Although he disagrees with deploying the National Guard, Biden stated that the campus protests haven’t made him reconsider his Middle East policy.

THIS IS AN UPDATE ON BREAKING NEWS. The earlier AP story is below.

WASHINGTON (AP)— According to a White House official, President Joe Biden will discuss student protests against the Gaza War on Thursday, ending a period of silence that has been observed while law enforcement cracks down on campus encampments.

Prior to Biden’s speech, the official asked not to be named.

Republicans have attempted to use unrest scenes as a political football to attack Democrats.

For days, tensions have been rising at colleges and universities as protestors refuse to disperse and administrators resort to using force to remove them. This has resulted in altercations that have drawn the attention of politicians and the media.

However, more than a week ago, Biden made his last statement in public, denouncing “antisemitic protests” and “those who don’t understand what’s going on with the Palestinians.”. “.

The president has gone further than the White House, which has been barraged with questions from reporters. Press secretary Karine Jean-Pierre said on Wednesday that Biden is “watching the situation closely” and that some protesters had crossed the line from free speech to illegal activity.

She said that “forcibly taking over a building,” like what occurred at New York’s Columbia University, “is not peaceful.”. Simply put, it’s not. “.

Biden is not one to typically participate in protests. He started his career in politics at the age of 28 as a county official, and he has consistently advocated for compromise over zealousness in political matters.

In 1968, when Biden was a law student at Syracuse University, college campuses were gripped by unrest over the Vietnam War.

Years later, he declared, “I’m not big on tie-dyed shirts and flak jackets.”. It’s not me, you know. ​.

Notwithstanding the censure from the White House and Biden’s disregard for the demonstrators’ requests to cut off U.S. S. Republicans who support Israel have utilized the chaos as a stage for press conferences, holding Democrats accountable for it.

Louisiana Republican House Speaker Mike Johnson stated on Tuesday, “We need the president of the United States to speak to the issue and say this is wrong.”. “What’s happening on college campuses right now is wrong. “.

Last week, Johnson and other caucus members traveled to Columbia.
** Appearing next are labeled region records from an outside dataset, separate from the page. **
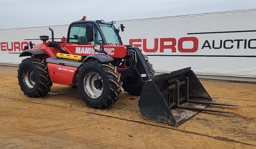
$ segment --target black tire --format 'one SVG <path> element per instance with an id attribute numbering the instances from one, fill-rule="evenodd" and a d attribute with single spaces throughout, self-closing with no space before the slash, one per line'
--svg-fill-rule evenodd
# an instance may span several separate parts
<path id="1" fill-rule="evenodd" d="M 150 63 L 148 59 L 146 61 L 152 75 L 155 74 L 155 70 L 153 69 L 153 65 Z M 134 78 L 129 78 L 128 80 L 124 82 L 122 87 L 124 90 L 131 95 L 140 96 L 144 86 L 144 83 L 141 78 L 137 74 Z"/>
<path id="2" fill-rule="evenodd" d="M 32 74 L 29 76 L 29 72 Z M 22 60 L 19 65 L 17 77 L 21 90 L 30 97 L 46 95 L 52 86 L 45 60 L 30 58 Z"/>
<path id="3" fill-rule="evenodd" d="M 83 63 L 79 70 L 77 76 L 77 89 L 82 100 L 88 105 L 95 108 L 102 109 L 112 105 L 119 99 L 123 84 L 121 81 L 121 75 L 116 71 L 116 67 L 113 66 L 111 62 L 102 63 L 95 59 L 90 60 Z M 98 80 L 95 80 L 93 82 L 92 81 L 88 82 L 86 80 L 90 80 L 87 78 L 87 76 L 90 75 L 99 76 L 99 78 L 95 79 Z M 93 76 L 88 77 L 95 78 Z M 100 85 L 97 87 L 95 82 L 98 80 L 100 80 L 98 82 L 101 82 L 98 83 Z M 98 88 L 97 90 L 101 90 L 102 89 L 102 92 L 93 96 L 95 94 L 90 94 L 91 92 L 88 90 L 88 89 L 93 87 L 85 88 L 84 82 L 88 82 L 86 84 L 93 84 L 94 87 Z"/>

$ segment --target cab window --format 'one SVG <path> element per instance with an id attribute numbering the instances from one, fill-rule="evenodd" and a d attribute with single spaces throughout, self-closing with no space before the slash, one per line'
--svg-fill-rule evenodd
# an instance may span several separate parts
<path id="1" fill-rule="evenodd" d="M 86 24 L 87 23 L 75 24 L 71 26 L 69 34 L 69 43 L 74 43 L 80 45 L 88 45 L 89 42 L 87 40 L 86 37 Z M 97 28 L 94 26 L 94 40 L 102 41 L 101 37 Z M 95 44 L 94 41 L 90 42 L 92 44 Z"/>

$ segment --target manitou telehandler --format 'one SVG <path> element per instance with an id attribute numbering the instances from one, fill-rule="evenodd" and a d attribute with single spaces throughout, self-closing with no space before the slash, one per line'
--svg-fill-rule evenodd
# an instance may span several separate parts
<path id="1" fill-rule="evenodd" d="M 100 109 L 114 104 L 124 90 L 140 95 L 139 107 L 148 120 L 177 126 L 200 111 L 231 113 L 205 108 L 208 105 L 233 106 L 212 99 L 190 68 L 153 75 L 147 56 L 134 45 L 123 45 L 115 22 L 85 20 L 72 23 L 66 40 L 30 42 L 20 57 L 18 70 L 21 90 L 29 97 L 44 96 L 52 83 L 77 87 L 88 105 Z"/>

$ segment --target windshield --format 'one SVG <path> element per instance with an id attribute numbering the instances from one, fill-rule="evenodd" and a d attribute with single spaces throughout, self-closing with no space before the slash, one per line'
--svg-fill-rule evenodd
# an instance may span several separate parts
<path id="1" fill-rule="evenodd" d="M 107 44 L 110 43 L 115 45 L 121 44 L 121 39 L 119 38 L 114 25 L 105 24 L 98 24 L 105 36 Z"/>

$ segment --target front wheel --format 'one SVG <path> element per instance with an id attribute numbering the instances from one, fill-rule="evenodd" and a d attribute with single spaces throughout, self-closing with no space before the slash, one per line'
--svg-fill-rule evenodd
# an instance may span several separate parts
<path id="1" fill-rule="evenodd" d="M 82 99 L 88 105 L 103 108 L 119 99 L 123 83 L 121 74 L 111 62 L 90 60 L 83 63 L 79 70 L 77 89 Z"/>

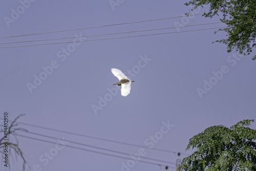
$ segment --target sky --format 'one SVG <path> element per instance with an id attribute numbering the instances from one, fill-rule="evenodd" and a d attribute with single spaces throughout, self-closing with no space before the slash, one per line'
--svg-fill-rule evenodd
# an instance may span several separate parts
<path id="1" fill-rule="evenodd" d="M 182 160 L 195 151 L 185 150 L 194 136 L 213 125 L 255 119 L 253 54 L 227 53 L 225 45 L 212 44 L 226 37 L 214 34 L 218 29 L 191 31 L 224 24 L 188 26 L 219 22 L 219 17 L 126 24 L 184 16 L 190 9 L 186 2 L 1 2 L 0 43 L 71 37 L 0 45 L 69 42 L 0 48 L 1 123 L 6 112 L 10 121 L 26 114 L 18 127 L 28 132 L 9 138 L 17 138 L 26 170 L 153 171 L 167 165 L 173 170 L 178 153 Z M 185 27 L 88 36 L 181 26 Z M 73 30 L 55 32 L 67 30 Z M 54 32 L 2 38 L 49 32 Z M 135 36 L 167 32 L 174 33 Z M 134 37 L 110 39 L 129 36 Z M 106 39 L 87 41 L 96 39 Z M 135 81 L 128 96 L 113 85 L 118 80 L 111 68 Z M 1 162 L 1 170 L 22 170 L 20 157 L 9 160 L 11 168 Z"/>

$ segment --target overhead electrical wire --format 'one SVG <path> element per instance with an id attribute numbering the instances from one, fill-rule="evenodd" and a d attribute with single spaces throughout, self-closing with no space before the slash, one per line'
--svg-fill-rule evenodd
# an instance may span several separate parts
<path id="1" fill-rule="evenodd" d="M 196 14 L 191 14 L 191 15 L 188 15 L 188 16 L 202 15 L 202 14 L 203 14 L 204 13 Z M 148 19 L 148 20 L 142 20 L 142 21 L 138 21 L 138 22 L 128 22 L 128 23 L 120 23 L 120 24 L 112 24 L 112 25 L 103 25 L 103 26 L 89 27 L 86 27 L 86 28 L 82 28 L 73 29 L 69 29 L 69 30 L 60 30 L 60 31 L 50 31 L 50 32 L 42 32 L 42 33 L 33 33 L 33 34 L 23 34 L 23 35 L 15 35 L 15 36 L 2 37 L 0 37 L 0 39 L 1 39 L 1 38 L 6 38 L 15 37 L 30 36 L 30 35 L 37 35 L 37 34 L 48 34 L 48 33 L 57 33 L 57 32 L 66 32 L 66 31 L 74 31 L 74 30 L 82 30 L 82 29 L 92 29 L 92 28 L 100 28 L 100 27 L 109 27 L 109 26 L 113 26 L 123 25 L 126 25 L 126 24 L 134 24 L 134 23 L 143 23 L 143 22 L 152 22 L 152 21 L 156 21 L 156 20 L 163 20 L 163 19 L 167 19 L 179 18 L 179 17 L 185 17 L 185 16 L 187 16 L 187 15 L 182 15 L 182 16 L 170 17 L 167 17 L 167 18 Z"/>
<path id="2" fill-rule="evenodd" d="M 49 143 L 56 144 L 56 142 L 51 142 L 51 141 L 47 141 L 47 140 L 42 140 L 42 139 L 38 139 L 38 138 L 36 138 L 28 137 L 28 136 L 24 136 L 24 135 L 19 135 L 19 134 L 12 134 L 13 135 L 15 135 L 15 136 L 19 136 L 19 137 L 24 137 L 24 138 L 28 138 L 28 139 L 31 139 L 35 140 L 37 140 L 37 141 L 41 141 L 41 142 L 47 142 L 47 143 Z M 67 147 L 69 147 L 69 148 L 72 148 L 77 149 L 84 151 L 87 151 L 87 152 L 92 152 L 92 153 L 97 153 L 97 154 L 99 154 L 103 155 L 105 155 L 105 156 L 115 157 L 117 157 L 117 158 L 122 158 L 122 159 L 127 159 L 127 160 L 131 160 L 131 158 L 127 158 L 127 157 L 125 157 L 119 156 L 117 156 L 117 155 L 115 155 L 110 154 L 108 154 L 108 153 L 102 153 L 102 152 L 95 151 L 93 151 L 93 150 L 91 150 L 91 149 L 83 148 L 76 147 L 76 146 L 71 146 L 71 145 L 65 145 L 65 146 L 66 146 Z M 159 163 L 154 163 L 154 162 L 148 162 L 148 161 L 143 161 L 143 160 L 141 160 L 138 161 L 138 162 L 141 162 L 141 163 L 147 163 L 147 164 L 156 165 L 163 165 L 163 166 L 165 166 L 166 165 L 165 164 L 164 164 L 164 164 L 159 164 Z M 171 166 L 168 166 L 168 165 L 167 165 L 167 166 L 168 167 L 169 167 L 170 168 L 176 168 L 175 167 L 172 167 Z"/>
<path id="3" fill-rule="evenodd" d="M 0 120 L 4 120 L 4 119 L 2 118 L 0 118 Z M 10 121 L 12 121 L 12 120 L 10 120 Z M 55 131 L 55 132 L 70 134 L 70 135 L 72 135 L 78 136 L 80 137 L 89 138 L 97 139 L 97 140 L 100 140 L 105 141 L 108 141 L 108 142 L 113 142 L 113 143 L 118 143 L 118 144 L 124 144 L 124 145 L 126 145 L 136 146 L 136 147 L 138 147 L 146 148 L 148 148 L 148 149 L 152 149 L 152 150 L 166 152 L 166 153 L 173 153 L 174 154 L 178 154 L 177 152 L 174 152 L 174 151 L 163 149 L 161 149 L 161 148 L 155 148 L 155 147 L 149 148 L 147 146 L 143 146 L 143 145 L 137 145 L 137 144 L 133 144 L 133 143 L 123 142 L 120 142 L 120 141 L 115 141 L 115 140 L 110 140 L 110 139 L 105 139 L 105 138 L 96 137 L 94 137 L 94 136 L 89 136 L 89 135 L 84 135 L 84 134 L 78 134 L 78 133 L 73 133 L 73 132 L 68 132 L 66 131 L 62 131 L 62 130 L 52 129 L 52 128 L 50 128 L 50 127 L 47 127 L 42 126 L 36 125 L 34 125 L 34 124 L 30 124 L 30 123 L 26 123 L 20 122 L 16 122 L 16 123 L 23 124 L 25 125 L 29 126 L 38 127 L 38 128 L 40 128 L 40 129 L 44 129 L 44 130 L 50 130 L 50 131 Z M 183 155 L 186 155 L 186 156 L 189 156 L 189 155 L 186 154 L 185 153 L 181 153 L 181 154 L 183 154 Z"/>
<path id="4" fill-rule="evenodd" d="M 167 28 L 159 28 L 159 29 L 142 30 L 138 30 L 138 31 L 131 31 L 124 32 L 119 32 L 119 33 L 108 33 L 108 34 L 96 34 L 96 35 L 90 35 L 81 36 L 81 37 L 88 37 L 98 36 L 105 36 L 105 35 L 113 35 L 113 34 L 118 34 L 131 33 L 135 33 L 135 32 L 143 32 L 143 31 L 148 31 L 160 30 L 174 29 L 174 28 L 185 27 L 191 27 L 191 26 L 197 26 L 209 25 L 209 24 L 217 24 L 217 23 L 222 23 L 222 22 L 214 22 L 214 23 L 209 23 L 199 24 L 196 24 L 196 25 L 187 25 L 187 26 L 179 26 L 179 27 L 167 27 Z M 52 38 L 52 39 L 47 39 L 28 40 L 28 41 L 16 41 L 16 42 L 8 42 L 0 43 L 0 45 L 6 45 L 6 44 L 11 44 L 24 43 L 24 42 L 29 42 L 41 41 L 55 40 L 60 40 L 60 39 L 69 39 L 69 38 L 77 38 L 77 37 L 57 38 Z"/>
<path id="5" fill-rule="evenodd" d="M 24 132 L 26 133 L 29 133 L 29 134 L 31 134 L 38 135 L 38 136 L 39 136 L 41 137 L 46 137 L 46 138 L 50 138 L 50 139 L 53 139 L 54 140 L 58 140 L 58 138 L 56 138 L 55 137 L 52 137 L 50 136 L 48 136 L 48 135 L 38 134 L 38 133 L 33 133 L 33 132 L 31 132 L 30 131 L 27 131 L 27 132 L 24 131 L 22 131 L 23 132 Z M 65 139 L 63 141 L 66 141 L 66 142 L 70 142 L 70 143 L 72 143 L 74 144 L 78 144 L 78 145 L 88 146 L 90 147 L 94 148 L 96 148 L 96 149 L 101 149 L 101 150 L 104 150 L 104 151 L 109 151 L 109 152 L 113 152 L 113 153 L 119 153 L 119 154 L 124 155 L 128 155 L 128 156 L 131 155 L 130 154 L 129 154 L 127 153 L 123 153 L 123 152 L 119 152 L 119 151 L 115 151 L 115 150 L 109 149 L 107 149 L 107 148 L 105 148 L 100 147 L 98 147 L 98 146 L 94 146 L 94 145 L 88 145 L 88 144 L 86 144 L 84 143 L 81 143 L 75 142 L 75 141 L 70 141 L 70 140 L 66 140 L 66 139 Z M 145 157 L 143 157 L 143 156 L 140 156 L 140 158 L 143 158 L 145 159 L 151 160 L 156 161 L 156 162 L 162 162 L 162 163 L 166 163 L 172 164 L 176 164 L 175 163 L 170 162 L 169 162 L 167 161 L 158 160 L 158 159 L 153 159 L 153 158 L 151 158 Z"/>
<path id="6" fill-rule="evenodd" d="M 152 35 L 161 35 L 161 34 L 165 34 L 186 32 L 200 31 L 200 30 L 206 30 L 216 29 L 223 28 L 225 28 L 225 27 L 216 27 L 216 28 L 207 28 L 207 29 L 196 29 L 196 30 L 192 30 L 180 31 L 176 31 L 176 32 L 166 32 L 166 33 L 154 33 L 154 34 L 144 34 L 144 35 L 139 35 L 124 36 L 124 37 L 105 38 L 101 38 L 101 39 L 92 39 L 92 40 L 81 40 L 81 41 L 75 41 L 58 42 L 42 44 L 35 44 L 35 45 L 17 46 L 5 47 L 0 47 L 0 49 L 3 49 L 3 48 L 19 48 L 19 47 L 29 47 L 29 46 L 41 46 L 41 45 L 55 45 L 55 44 L 62 44 L 73 43 L 73 42 L 85 42 L 85 41 L 90 41 L 109 40 L 109 39 L 113 39 L 123 38 L 141 37 L 141 36 L 152 36 Z"/>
In Washington, D.C., at George Washington University, House Republicans argued with demonstrators while addressing the media. on Wednesday.
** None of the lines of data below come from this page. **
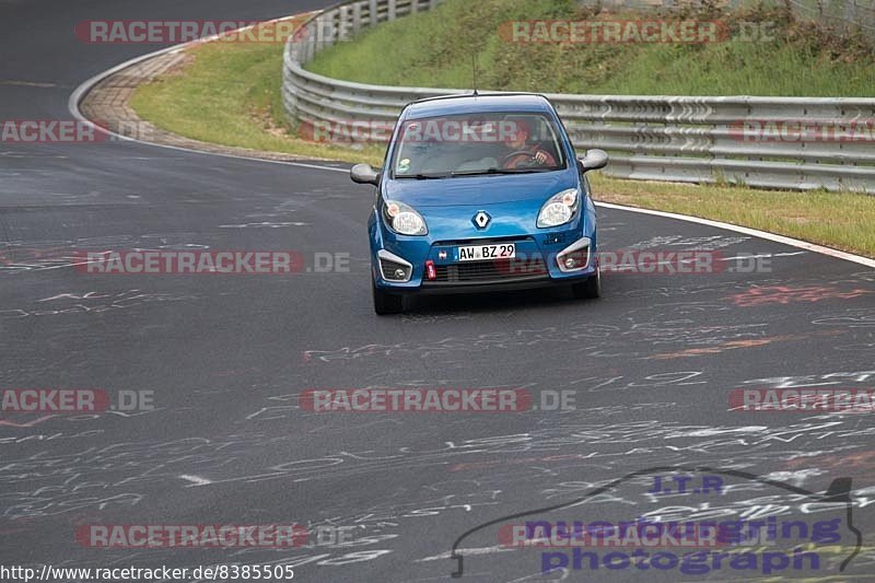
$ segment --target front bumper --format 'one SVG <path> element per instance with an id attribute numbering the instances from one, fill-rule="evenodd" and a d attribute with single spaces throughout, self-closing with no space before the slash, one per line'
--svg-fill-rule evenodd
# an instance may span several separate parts
<path id="1" fill-rule="evenodd" d="M 475 293 L 573 283 L 595 273 L 597 261 L 594 237 L 570 235 L 420 242 L 377 249 L 374 281 L 381 288 L 405 293 Z M 513 259 L 458 260 L 459 247 L 508 243 L 515 245 Z"/>

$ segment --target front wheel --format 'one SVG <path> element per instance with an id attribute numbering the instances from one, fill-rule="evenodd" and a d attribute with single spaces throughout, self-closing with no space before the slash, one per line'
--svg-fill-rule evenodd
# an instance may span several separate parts
<path id="1" fill-rule="evenodd" d="M 378 316 L 387 314 L 398 314 L 404 311 L 404 296 L 394 293 L 388 293 L 376 287 L 376 283 L 371 281 L 371 291 L 374 296 L 374 312 Z"/>
<path id="2" fill-rule="evenodd" d="M 595 273 L 586 278 L 586 281 L 571 285 L 571 293 L 578 300 L 595 300 L 602 296 L 602 270 L 596 268 Z"/>

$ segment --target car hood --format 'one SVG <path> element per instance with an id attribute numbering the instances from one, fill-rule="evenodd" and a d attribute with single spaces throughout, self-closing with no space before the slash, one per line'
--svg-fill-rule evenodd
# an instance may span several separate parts
<path id="1" fill-rule="evenodd" d="M 568 188 L 578 187 L 575 171 L 541 174 L 462 176 L 432 180 L 401 179 L 384 183 L 386 199 L 410 205 L 416 209 L 429 207 L 483 207 L 504 202 L 537 201 Z"/>

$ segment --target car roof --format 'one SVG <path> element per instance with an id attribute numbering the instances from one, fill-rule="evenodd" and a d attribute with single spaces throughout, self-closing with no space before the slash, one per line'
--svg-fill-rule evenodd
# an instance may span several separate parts
<path id="1" fill-rule="evenodd" d="M 454 114 L 481 112 L 528 112 L 551 114 L 552 105 L 544 95 L 537 93 L 491 93 L 465 94 L 429 97 L 413 102 L 405 109 L 404 117 L 418 119 Z"/>

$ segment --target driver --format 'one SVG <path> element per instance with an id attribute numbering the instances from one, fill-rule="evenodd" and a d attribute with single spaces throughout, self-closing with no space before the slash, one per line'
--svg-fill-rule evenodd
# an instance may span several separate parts
<path id="1" fill-rule="evenodd" d="M 527 121 L 513 120 L 515 131 L 511 131 L 504 144 L 508 153 L 501 161 L 501 167 L 515 170 L 532 166 L 556 166 L 556 159 L 538 144 L 528 144 L 532 127 Z"/>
In an interview with Sean Hannity on Fox News, candidate Donald Trump, the presumed nominee of his party, also disparaged Biden.

He declared, “Biden needs to take action.”. “Biden is meant to be our nation’s voice, but it’s not really that strong. Nobody has heard the voice. “.
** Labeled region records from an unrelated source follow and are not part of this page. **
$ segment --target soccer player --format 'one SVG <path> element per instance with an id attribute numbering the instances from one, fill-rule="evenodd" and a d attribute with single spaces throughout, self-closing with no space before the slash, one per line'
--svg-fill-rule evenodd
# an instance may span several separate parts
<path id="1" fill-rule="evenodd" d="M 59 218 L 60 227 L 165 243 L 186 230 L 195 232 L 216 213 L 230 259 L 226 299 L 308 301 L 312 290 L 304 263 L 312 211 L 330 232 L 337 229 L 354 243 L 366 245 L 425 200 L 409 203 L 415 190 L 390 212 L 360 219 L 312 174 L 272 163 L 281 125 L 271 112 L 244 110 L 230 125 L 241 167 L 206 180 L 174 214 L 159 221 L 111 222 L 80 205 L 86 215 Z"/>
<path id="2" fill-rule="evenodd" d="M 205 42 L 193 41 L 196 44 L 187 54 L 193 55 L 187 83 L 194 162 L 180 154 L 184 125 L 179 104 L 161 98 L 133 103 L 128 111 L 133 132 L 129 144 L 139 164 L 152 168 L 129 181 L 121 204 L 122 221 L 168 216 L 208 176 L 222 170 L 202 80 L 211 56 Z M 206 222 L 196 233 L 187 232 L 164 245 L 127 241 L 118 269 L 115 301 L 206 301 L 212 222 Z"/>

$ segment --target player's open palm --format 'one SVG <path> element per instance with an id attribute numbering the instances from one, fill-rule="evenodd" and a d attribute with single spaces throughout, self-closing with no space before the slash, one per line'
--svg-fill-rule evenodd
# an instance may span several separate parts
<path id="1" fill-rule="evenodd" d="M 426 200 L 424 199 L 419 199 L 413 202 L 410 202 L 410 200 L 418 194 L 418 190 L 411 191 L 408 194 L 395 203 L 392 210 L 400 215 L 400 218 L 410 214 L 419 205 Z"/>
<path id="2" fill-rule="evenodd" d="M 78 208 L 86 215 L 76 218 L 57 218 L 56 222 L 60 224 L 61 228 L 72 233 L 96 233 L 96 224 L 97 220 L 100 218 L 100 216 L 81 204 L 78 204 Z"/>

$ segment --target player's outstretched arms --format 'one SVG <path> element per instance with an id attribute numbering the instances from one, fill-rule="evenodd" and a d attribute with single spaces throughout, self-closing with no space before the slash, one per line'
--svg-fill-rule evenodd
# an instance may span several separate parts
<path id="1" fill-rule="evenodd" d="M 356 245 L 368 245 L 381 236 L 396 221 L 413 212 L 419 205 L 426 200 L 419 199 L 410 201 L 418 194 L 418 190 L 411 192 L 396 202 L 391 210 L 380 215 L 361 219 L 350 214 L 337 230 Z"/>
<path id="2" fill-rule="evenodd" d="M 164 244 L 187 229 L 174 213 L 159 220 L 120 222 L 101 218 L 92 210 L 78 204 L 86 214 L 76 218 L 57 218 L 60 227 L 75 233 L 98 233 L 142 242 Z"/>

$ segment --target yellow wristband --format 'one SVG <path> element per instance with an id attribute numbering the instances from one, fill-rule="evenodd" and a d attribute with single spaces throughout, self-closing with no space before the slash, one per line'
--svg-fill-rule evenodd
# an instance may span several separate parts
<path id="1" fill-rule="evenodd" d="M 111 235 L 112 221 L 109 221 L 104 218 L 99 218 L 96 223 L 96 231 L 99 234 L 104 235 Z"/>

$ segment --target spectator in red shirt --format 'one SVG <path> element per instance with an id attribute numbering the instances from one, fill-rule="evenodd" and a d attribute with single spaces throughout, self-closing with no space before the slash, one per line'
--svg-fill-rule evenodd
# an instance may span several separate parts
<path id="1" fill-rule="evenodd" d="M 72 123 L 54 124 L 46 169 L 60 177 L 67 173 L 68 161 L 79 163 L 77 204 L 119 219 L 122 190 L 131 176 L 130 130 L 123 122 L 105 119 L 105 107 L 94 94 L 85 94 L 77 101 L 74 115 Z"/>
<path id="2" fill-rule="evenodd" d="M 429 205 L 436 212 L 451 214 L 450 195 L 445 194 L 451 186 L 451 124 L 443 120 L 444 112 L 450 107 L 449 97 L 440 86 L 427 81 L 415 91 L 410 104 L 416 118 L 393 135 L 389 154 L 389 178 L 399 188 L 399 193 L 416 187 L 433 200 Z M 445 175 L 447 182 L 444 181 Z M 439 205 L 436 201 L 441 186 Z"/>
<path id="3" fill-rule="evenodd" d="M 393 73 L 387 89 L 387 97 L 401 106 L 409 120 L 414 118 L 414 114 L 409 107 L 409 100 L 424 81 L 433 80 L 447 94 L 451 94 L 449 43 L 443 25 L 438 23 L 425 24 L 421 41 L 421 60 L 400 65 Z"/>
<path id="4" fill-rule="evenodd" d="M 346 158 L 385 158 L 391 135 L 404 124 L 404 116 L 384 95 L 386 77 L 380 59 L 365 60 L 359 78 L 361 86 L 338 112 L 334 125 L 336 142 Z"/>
On Wednesday, at a campaign event in Waukesha, Wisconsin, he reiterated his criticisms.

Trump remarked, “As you may have noticed, radical extremists and far-left agitators are terrorizing college campuses.”. Additionally, Biden is nowhere to be seen. He hasn’t said anything. “.

Republicans had previously attempted this strategy four years prior, during demonstrations against the death of George Floyd at the hands of a police officer, according to Kate Berner, the deputy director of communications for Joe Biden’s 2020 campaign.

According to her, “people rejected that.”. They realized it was all a ruse to stir up panic. They realized it was not grounded in reality. “.

The White House has been hesitant to address antisemitism directly, aside from denouncing it.

Throughout a briefing on Monday, Jean-Pierre repeatedly sidestepped questions.

When asked if protestors ought to face disciplinary action from their schools, she responded, “Universities and colleges make their own decisions,” adding, “We’re not going to weigh in from here.”. “.

When asked if the colleges and universities should call the police, she responded, “That’s up to them.”. “.

She responded, “That is a decision that they have to decide” and “that is on them” when asked about administrators rescheduling graduation ceremonies. “.

On May 19, Biden is scheduled to give the commencement speech at Morehouse University in Atlanta, which will mark his own visit to a college campus.